No hubo respuesta…, solo la llorosa voz de Vilhjálmur pidiéndole a su «papá» que le esperase. Dís empujó hasta que la puerta se abrió por completo. Entró y volvió a llamarla.
– ¡Alda! ¿Estás en casa?
No hubo respuesta. La canción terminó, pero pocos segundos más tarde volvió a empezar. Tenía que ser un CD, con el reproductor puesto en repetición. Las emisoras de radio aún no habían llegado tan bajo como para dedicarse a poner la misma canción una vez tras otra. Dís se dirigió lentamente hacia la escalera que llevaba al piso superior. Si Alda se encontraba enferma, seguramente estaría acostada arriba, en su dormitorio. Dís no había entrado en la casa nada más que una vez, cuando Alda los invitó a cenar a ella y a Ágúst, con sus parejas respectivas, un año antes, pero estuvieron todo el tiempo en el piso de abajo. La cena había sido inmejorable, como era de esperar: buena comida y un vino exquisito, todo preparado con el mejor gusto. Dís recordó que le había extrañado que Alda no hubiera tenido una relación estable después de su divorcio, que realmente ya había superado por completo cuando empezó a trabajar en la consulta. Era una mujer muy simpática, cercana ya a los cincuenta, y que se conservaba estupendamente; amable, divertida y sensata. Dís pronunció el nombre de Alda una vez más antes de pisar el primer escalón. No hubo respuesta. La música se oía con mayor claridad según subía la escalera. Dís procuraba no hacer ruido, con la esperanza de que Alda estuviera dormida al son de aquellas tristes notas.

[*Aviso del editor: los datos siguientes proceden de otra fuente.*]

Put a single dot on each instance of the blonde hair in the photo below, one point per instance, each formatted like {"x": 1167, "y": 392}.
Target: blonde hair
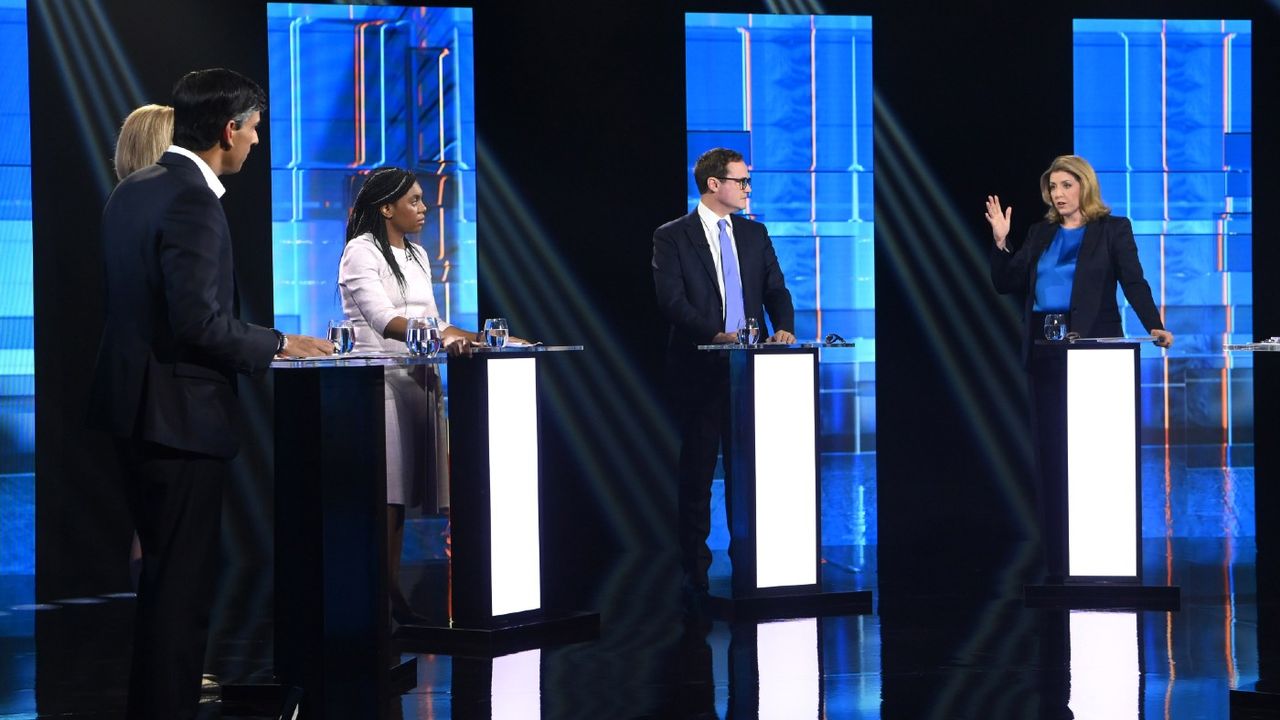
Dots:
{"x": 1091, "y": 195}
{"x": 144, "y": 137}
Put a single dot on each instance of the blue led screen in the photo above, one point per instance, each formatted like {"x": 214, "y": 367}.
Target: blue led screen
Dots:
{"x": 356, "y": 87}
{"x": 794, "y": 95}
{"x": 17, "y": 342}
{"x": 1164, "y": 113}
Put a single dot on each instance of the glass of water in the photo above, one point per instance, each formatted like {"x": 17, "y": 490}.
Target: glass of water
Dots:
{"x": 496, "y": 332}
{"x": 423, "y": 336}
{"x": 1055, "y": 327}
{"x": 342, "y": 333}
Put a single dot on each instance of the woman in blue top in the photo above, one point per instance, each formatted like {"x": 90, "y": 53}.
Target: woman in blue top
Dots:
{"x": 1073, "y": 260}
{"x": 1070, "y": 263}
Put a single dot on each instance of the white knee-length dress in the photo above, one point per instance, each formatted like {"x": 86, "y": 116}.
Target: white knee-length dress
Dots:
{"x": 416, "y": 436}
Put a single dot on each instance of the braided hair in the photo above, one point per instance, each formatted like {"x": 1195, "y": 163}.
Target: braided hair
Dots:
{"x": 383, "y": 186}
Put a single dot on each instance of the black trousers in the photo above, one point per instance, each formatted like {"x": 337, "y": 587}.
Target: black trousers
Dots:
{"x": 704, "y": 431}
{"x": 177, "y": 501}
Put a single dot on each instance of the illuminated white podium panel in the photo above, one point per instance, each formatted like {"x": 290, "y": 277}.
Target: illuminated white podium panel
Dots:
{"x": 1104, "y": 470}
{"x": 1098, "y": 469}
{"x": 496, "y": 470}
{"x": 773, "y": 487}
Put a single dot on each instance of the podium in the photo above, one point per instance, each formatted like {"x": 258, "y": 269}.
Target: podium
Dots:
{"x": 773, "y": 490}
{"x": 1096, "y": 417}
{"x": 332, "y": 625}
{"x": 496, "y": 474}
{"x": 1262, "y": 698}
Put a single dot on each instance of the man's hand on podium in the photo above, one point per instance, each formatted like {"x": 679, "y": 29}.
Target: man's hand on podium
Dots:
{"x": 306, "y": 346}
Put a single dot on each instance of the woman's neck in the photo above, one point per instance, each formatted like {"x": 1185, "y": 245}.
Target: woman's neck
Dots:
{"x": 396, "y": 238}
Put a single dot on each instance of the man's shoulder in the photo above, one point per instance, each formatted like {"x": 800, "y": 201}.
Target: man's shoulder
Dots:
{"x": 689, "y": 219}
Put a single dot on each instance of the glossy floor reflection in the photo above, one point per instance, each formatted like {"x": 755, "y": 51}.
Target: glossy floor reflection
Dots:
{"x": 956, "y": 651}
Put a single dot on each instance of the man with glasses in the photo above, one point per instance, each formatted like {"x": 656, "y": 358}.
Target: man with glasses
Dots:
{"x": 712, "y": 270}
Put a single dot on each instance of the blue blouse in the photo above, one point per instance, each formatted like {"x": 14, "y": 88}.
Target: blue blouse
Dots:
{"x": 1056, "y": 270}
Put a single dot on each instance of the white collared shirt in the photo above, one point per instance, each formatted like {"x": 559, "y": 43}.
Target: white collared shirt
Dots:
{"x": 711, "y": 227}
{"x": 214, "y": 183}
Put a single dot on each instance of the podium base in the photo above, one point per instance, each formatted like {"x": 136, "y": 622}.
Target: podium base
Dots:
{"x": 275, "y": 700}
{"x": 800, "y": 605}
{"x": 540, "y": 630}
{"x": 1102, "y": 596}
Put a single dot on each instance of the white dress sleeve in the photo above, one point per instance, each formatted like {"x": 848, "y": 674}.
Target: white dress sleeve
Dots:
{"x": 362, "y": 274}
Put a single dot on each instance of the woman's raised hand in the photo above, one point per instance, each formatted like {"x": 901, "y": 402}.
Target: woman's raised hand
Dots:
{"x": 999, "y": 219}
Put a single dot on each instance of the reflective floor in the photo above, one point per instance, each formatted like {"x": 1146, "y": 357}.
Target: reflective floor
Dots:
{"x": 955, "y": 650}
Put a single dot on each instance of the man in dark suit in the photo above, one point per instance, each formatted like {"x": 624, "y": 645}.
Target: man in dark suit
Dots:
{"x": 165, "y": 378}
{"x": 712, "y": 269}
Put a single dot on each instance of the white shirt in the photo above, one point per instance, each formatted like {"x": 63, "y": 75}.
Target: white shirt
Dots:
{"x": 210, "y": 177}
{"x": 711, "y": 227}
{"x": 371, "y": 297}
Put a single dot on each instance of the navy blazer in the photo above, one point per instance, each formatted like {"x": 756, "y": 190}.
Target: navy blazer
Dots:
{"x": 688, "y": 288}
{"x": 1109, "y": 256}
{"x": 172, "y": 342}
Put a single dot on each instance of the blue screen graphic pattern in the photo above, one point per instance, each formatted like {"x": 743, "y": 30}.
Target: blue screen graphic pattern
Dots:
{"x": 356, "y": 87}
{"x": 17, "y": 332}
{"x": 1164, "y": 113}
{"x": 792, "y": 94}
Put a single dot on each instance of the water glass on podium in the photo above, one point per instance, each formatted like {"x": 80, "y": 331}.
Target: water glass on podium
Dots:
{"x": 1055, "y": 327}
{"x": 423, "y": 336}
{"x": 342, "y": 333}
{"x": 496, "y": 332}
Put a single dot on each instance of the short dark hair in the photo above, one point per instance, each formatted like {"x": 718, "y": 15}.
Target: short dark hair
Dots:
{"x": 713, "y": 164}
{"x": 205, "y": 100}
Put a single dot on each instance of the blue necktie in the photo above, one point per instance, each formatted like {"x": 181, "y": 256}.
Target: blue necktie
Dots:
{"x": 734, "y": 313}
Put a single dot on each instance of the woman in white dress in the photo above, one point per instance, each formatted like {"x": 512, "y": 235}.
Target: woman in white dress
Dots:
{"x": 384, "y": 279}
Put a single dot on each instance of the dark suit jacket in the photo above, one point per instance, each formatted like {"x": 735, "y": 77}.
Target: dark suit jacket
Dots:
{"x": 1109, "y": 255}
{"x": 172, "y": 342}
{"x": 684, "y": 276}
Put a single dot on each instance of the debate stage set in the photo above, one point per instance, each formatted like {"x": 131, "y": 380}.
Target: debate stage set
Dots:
{"x": 882, "y": 470}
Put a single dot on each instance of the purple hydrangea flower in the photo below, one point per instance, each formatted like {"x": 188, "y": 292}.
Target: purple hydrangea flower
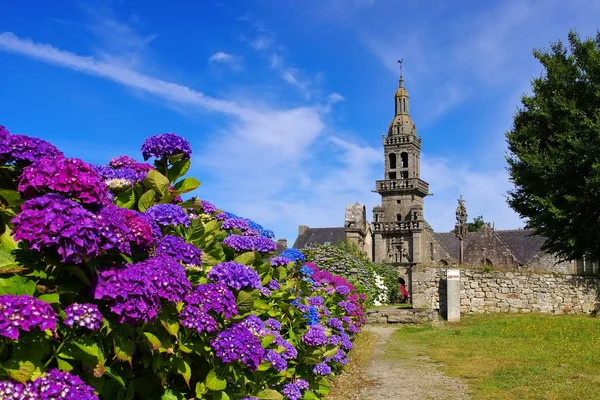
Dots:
{"x": 255, "y": 325}
{"x": 52, "y": 222}
{"x": 25, "y": 150}
{"x": 168, "y": 214}
{"x": 292, "y": 391}
{"x": 135, "y": 291}
{"x": 235, "y": 275}
{"x": 84, "y": 316}
{"x": 302, "y": 384}
{"x": 71, "y": 177}
{"x": 17, "y": 391}
{"x": 166, "y": 144}
{"x": 208, "y": 207}
{"x": 23, "y": 312}
{"x": 273, "y": 324}
{"x": 276, "y": 360}
{"x": 177, "y": 248}
{"x": 280, "y": 261}
{"x": 316, "y": 301}
{"x": 250, "y": 243}
{"x": 238, "y": 343}
{"x": 315, "y": 336}
{"x": 235, "y": 223}
{"x": 62, "y": 385}
{"x": 343, "y": 290}
{"x": 273, "y": 285}
{"x": 322, "y": 369}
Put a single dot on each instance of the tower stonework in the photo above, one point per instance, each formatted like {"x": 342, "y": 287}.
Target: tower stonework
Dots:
{"x": 398, "y": 224}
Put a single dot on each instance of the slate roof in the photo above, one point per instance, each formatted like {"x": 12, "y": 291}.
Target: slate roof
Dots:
{"x": 320, "y": 236}
{"x": 522, "y": 242}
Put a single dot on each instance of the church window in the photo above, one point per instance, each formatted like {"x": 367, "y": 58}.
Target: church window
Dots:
{"x": 404, "y": 160}
{"x": 392, "y": 157}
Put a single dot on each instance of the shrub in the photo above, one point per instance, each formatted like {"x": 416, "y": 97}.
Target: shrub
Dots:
{"x": 379, "y": 282}
{"x": 119, "y": 289}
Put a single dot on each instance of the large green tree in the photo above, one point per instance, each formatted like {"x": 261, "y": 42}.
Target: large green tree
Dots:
{"x": 554, "y": 150}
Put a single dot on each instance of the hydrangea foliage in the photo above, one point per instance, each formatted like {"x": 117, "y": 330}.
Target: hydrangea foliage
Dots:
{"x": 120, "y": 287}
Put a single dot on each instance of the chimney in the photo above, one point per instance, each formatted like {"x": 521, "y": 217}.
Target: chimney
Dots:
{"x": 302, "y": 229}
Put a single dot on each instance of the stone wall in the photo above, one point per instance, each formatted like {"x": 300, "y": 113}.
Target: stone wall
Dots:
{"x": 482, "y": 292}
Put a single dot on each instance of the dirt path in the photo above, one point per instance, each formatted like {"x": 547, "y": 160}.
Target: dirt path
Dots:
{"x": 413, "y": 378}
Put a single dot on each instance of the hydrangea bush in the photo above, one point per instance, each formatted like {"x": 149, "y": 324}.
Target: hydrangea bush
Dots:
{"x": 114, "y": 287}
{"x": 378, "y": 281}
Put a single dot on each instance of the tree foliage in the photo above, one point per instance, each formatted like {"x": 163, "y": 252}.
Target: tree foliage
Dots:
{"x": 554, "y": 150}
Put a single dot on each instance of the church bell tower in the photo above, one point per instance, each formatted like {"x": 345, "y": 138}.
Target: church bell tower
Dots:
{"x": 398, "y": 222}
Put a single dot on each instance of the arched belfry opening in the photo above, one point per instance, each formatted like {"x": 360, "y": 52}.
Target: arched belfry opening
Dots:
{"x": 403, "y": 160}
{"x": 392, "y": 157}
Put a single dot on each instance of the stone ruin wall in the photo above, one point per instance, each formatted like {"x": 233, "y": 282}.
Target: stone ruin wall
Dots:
{"x": 482, "y": 292}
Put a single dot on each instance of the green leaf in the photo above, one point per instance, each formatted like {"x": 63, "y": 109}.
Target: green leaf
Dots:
{"x": 186, "y": 185}
{"x": 183, "y": 369}
{"x": 126, "y": 199}
{"x": 23, "y": 371}
{"x": 154, "y": 341}
{"x": 63, "y": 365}
{"x": 179, "y": 169}
{"x": 50, "y": 298}
{"x": 170, "y": 326}
{"x": 245, "y": 301}
{"x": 17, "y": 285}
{"x": 124, "y": 349}
{"x": 157, "y": 181}
{"x": 246, "y": 258}
{"x": 213, "y": 382}
{"x": 331, "y": 353}
{"x": 78, "y": 272}
{"x": 146, "y": 200}
{"x": 268, "y": 394}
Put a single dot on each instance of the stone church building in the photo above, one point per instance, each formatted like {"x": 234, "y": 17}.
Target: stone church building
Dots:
{"x": 400, "y": 236}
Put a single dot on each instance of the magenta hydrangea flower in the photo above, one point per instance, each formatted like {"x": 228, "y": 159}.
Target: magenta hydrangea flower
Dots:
{"x": 62, "y": 385}
{"x": 235, "y": 223}
{"x": 208, "y": 207}
{"x": 164, "y": 145}
{"x": 54, "y": 223}
{"x": 83, "y": 316}
{"x": 17, "y": 391}
{"x": 204, "y": 299}
{"x": 71, "y": 177}
{"x": 25, "y": 150}
{"x": 135, "y": 291}
{"x": 235, "y": 275}
{"x": 237, "y": 343}
{"x": 22, "y": 313}
{"x": 276, "y": 360}
{"x": 168, "y": 214}
{"x": 250, "y": 243}
{"x": 322, "y": 369}
{"x": 177, "y": 248}
{"x": 315, "y": 336}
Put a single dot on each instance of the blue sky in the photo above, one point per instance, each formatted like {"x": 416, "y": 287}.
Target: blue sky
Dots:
{"x": 284, "y": 102}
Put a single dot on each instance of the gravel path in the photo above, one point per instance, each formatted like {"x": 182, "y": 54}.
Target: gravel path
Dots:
{"x": 413, "y": 378}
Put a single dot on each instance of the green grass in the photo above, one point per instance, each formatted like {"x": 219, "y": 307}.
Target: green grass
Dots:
{"x": 508, "y": 356}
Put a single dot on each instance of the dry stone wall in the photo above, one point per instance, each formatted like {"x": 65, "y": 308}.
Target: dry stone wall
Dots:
{"x": 482, "y": 292}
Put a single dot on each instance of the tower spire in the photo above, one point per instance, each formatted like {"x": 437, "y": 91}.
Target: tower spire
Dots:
{"x": 401, "y": 83}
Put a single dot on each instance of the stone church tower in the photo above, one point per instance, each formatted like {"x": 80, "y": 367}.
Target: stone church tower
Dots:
{"x": 398, "y": 224}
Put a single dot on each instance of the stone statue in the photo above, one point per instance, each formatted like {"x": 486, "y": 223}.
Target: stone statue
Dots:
{"x": 461, "y": 212}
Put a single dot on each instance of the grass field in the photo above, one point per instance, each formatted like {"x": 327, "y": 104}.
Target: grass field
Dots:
{"x": 509, "y": 356}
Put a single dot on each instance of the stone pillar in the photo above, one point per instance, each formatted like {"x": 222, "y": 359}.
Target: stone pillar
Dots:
{"x": 453, "y": 293}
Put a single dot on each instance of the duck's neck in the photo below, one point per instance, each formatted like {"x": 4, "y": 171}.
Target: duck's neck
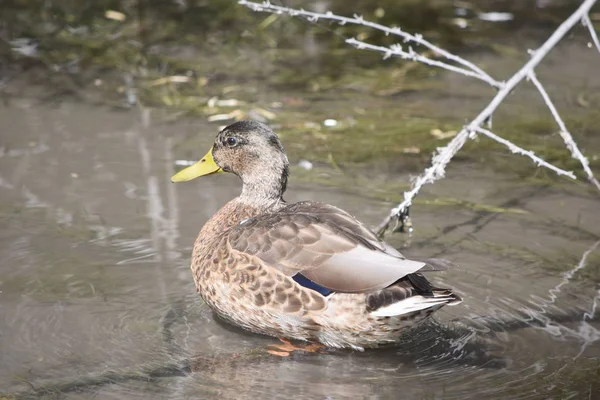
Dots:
{"x": 260, "y": 195}
{"x": 264, "y": 189}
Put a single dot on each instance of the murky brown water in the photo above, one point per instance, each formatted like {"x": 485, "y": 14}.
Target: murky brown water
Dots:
{"x": 94, "y": 278}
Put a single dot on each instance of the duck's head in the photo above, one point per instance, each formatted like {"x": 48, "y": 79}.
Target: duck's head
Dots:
{"x": 250, "y": 150}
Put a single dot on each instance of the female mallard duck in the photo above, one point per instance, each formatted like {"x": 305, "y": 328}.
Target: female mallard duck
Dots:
{"x": 306, "y": 271}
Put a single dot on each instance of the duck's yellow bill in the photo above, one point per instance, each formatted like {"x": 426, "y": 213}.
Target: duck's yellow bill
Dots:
{"x": 206, "y": 166}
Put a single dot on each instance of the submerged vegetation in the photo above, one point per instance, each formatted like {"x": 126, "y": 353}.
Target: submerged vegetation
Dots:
{"x": 217, "y": 61}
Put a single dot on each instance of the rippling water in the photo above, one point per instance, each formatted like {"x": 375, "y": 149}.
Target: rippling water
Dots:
{"x": 98, "y": 302}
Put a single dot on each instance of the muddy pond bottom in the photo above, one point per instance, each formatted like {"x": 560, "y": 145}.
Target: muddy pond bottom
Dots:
{"x": 98, "y": 300}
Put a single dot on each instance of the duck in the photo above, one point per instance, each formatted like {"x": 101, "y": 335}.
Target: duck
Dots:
{"x": 304, "y": 271}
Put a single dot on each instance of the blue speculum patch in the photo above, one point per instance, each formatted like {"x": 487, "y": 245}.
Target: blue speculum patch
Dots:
{"x": 307, "y": 283}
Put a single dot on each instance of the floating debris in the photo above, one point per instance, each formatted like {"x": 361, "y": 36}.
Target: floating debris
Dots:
{"x": 169, "y": 79}
{"x": 25, "y": 46}
{"x": 115, "y": 15}
{"x": 411, "y": 150}
{"x": 496, "y": 16}
{"x": 184, "y": 163}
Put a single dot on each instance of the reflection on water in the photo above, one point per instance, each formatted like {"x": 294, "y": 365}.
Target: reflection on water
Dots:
{"x": 98, "y": 301}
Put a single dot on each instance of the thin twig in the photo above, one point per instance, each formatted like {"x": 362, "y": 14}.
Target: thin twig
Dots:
{"x": 588, "y": 23}
{"x": 564, "y": 133}
{"x": 528, "y": 153}
{"x": 358, "y": 20}
{"x": 396, "y": 50}
{"x": 445, "y": 154}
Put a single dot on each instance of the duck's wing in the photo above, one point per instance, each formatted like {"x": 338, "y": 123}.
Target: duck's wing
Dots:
{"x": 324, "y": 244}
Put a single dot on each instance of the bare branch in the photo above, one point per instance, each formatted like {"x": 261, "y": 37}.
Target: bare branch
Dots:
{"x": 396, "y": 50}
{"x": 445, "y": 154}
{"x": 564, "y": 133}
{"x": 588, "y": 23}
{"x": 528, "y": 153}
{"x": 358, "y": 20}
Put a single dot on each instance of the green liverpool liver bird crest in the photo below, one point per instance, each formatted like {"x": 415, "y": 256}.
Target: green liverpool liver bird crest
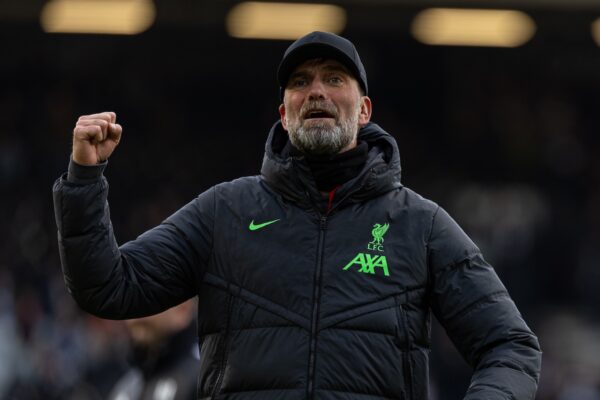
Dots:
{"x": 378, "y": 232}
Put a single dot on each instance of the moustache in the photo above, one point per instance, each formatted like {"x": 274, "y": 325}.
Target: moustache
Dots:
{"x": 319, "y": 108}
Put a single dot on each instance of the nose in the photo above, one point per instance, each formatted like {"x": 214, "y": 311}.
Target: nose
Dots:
{"x": 316, "y": 90}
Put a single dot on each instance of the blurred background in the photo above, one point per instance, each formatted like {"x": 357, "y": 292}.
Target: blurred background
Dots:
{"x": 496, "y": 113}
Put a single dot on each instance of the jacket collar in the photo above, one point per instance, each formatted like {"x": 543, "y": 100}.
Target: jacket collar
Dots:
{"x": 291, "y": 177}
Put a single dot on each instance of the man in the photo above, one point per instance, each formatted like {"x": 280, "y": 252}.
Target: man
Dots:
{"x": 164, "y": 357}
{"x": 316, "y": 279}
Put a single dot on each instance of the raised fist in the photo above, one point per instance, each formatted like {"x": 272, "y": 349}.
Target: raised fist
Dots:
{"x": 95, "y": 137}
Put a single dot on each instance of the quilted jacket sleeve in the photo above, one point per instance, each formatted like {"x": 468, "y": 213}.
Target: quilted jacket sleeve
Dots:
{"x": 158, "y": 270}
{"x": 480, "y": 318}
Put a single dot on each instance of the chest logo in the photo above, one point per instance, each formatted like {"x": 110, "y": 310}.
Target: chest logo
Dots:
{"x": 255, "y": 227}
{"x": 368, "y": 262}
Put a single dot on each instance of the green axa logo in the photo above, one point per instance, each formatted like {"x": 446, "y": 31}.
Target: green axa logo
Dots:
{"x": 366, "y": 262}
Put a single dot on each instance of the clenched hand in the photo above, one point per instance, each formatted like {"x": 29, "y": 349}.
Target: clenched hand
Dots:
{"x": 95, "y": 137}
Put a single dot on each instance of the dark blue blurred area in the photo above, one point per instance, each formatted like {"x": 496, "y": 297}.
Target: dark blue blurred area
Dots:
{"x": 507, "y": 140}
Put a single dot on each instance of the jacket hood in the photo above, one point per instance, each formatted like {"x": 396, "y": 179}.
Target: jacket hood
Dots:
{"x": 291, "y": 175}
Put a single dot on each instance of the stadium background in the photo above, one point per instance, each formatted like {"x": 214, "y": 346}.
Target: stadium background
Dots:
{"x": 505, "y": 139}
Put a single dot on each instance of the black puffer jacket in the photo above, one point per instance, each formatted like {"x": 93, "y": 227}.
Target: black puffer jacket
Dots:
{"x": 300, "y": 302}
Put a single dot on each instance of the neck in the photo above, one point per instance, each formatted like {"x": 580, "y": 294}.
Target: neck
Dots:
{"x": 332, "y": 171}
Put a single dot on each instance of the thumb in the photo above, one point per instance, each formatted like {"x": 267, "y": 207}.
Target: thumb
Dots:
{"x": 114, "y": 132}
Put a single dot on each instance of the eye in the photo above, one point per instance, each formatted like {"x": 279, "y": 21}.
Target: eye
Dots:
{"x": 335, "y": 80}
{"x": 298, "y": 82}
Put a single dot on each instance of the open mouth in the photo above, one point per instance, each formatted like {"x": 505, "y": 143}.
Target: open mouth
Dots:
{"x": 314, "y": 114}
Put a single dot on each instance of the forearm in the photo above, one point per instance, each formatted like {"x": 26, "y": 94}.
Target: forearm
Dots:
{"x": 103, "y": 279}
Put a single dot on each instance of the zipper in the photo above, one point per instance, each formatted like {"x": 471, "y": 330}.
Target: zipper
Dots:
{"x": 315, "y": 312}
{"x": 225, "y": 344}
{"x": 406, "y": 366}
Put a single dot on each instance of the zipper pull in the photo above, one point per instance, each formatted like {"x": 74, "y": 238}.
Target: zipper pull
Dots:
{"x": 323, "y": 223}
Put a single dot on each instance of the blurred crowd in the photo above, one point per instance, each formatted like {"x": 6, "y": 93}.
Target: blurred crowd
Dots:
{"x": 508, "y": 148}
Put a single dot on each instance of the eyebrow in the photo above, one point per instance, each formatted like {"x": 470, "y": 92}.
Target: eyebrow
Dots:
{"x": 326, "y": 67}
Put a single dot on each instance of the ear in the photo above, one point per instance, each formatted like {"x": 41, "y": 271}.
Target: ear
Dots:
{"x": 366, "y": 107}
{"x": 282, "y": 115}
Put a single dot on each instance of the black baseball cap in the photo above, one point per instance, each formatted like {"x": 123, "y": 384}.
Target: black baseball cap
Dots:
{"x": 321, "y": 45}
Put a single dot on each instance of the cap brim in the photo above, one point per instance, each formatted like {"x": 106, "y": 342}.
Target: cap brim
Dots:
{"x": 310, "y": 51}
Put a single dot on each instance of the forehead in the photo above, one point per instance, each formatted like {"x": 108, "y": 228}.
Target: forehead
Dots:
{"x": 320, "y": 64}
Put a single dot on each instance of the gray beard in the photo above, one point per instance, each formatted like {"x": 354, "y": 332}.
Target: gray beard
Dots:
{"x": 322, "y": 139}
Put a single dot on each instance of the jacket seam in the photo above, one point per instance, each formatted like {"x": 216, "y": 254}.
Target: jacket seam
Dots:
{"x": 452, "y": 264}
{"x": 468, "y": 309}
{"x": 182, "y": 234}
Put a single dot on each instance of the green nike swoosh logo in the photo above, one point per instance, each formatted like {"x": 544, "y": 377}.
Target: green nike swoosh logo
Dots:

La voz de Vilhjálmur Vilhjálmsson surgía de una puerta entornada. Dís repitió el nombre de Alda, ahora en voz más baja que antes. No quería que se llevara un susto si estaba solo dormida, o vistiéndose, cosa improbable. Vio más allá de la puerta la colcha bordada sobre la cama. Dís abrió la puerta con un pie y se llevó la mano a la boca al ver el dormitorio de la dueña de la casa. La música surgía de un reproductor de CD que había en la mesilla de noche, y a su lado había una botella vacía de vino, un frasco de medicinas abierto y una jeringuilla. En mitad de la cama estaba Alda. Dís no necesitó recurrir a sus conocimientos médicos para darse cuenta de que era totalmente inútil intentar recurrir a los procedimientos de reanimación.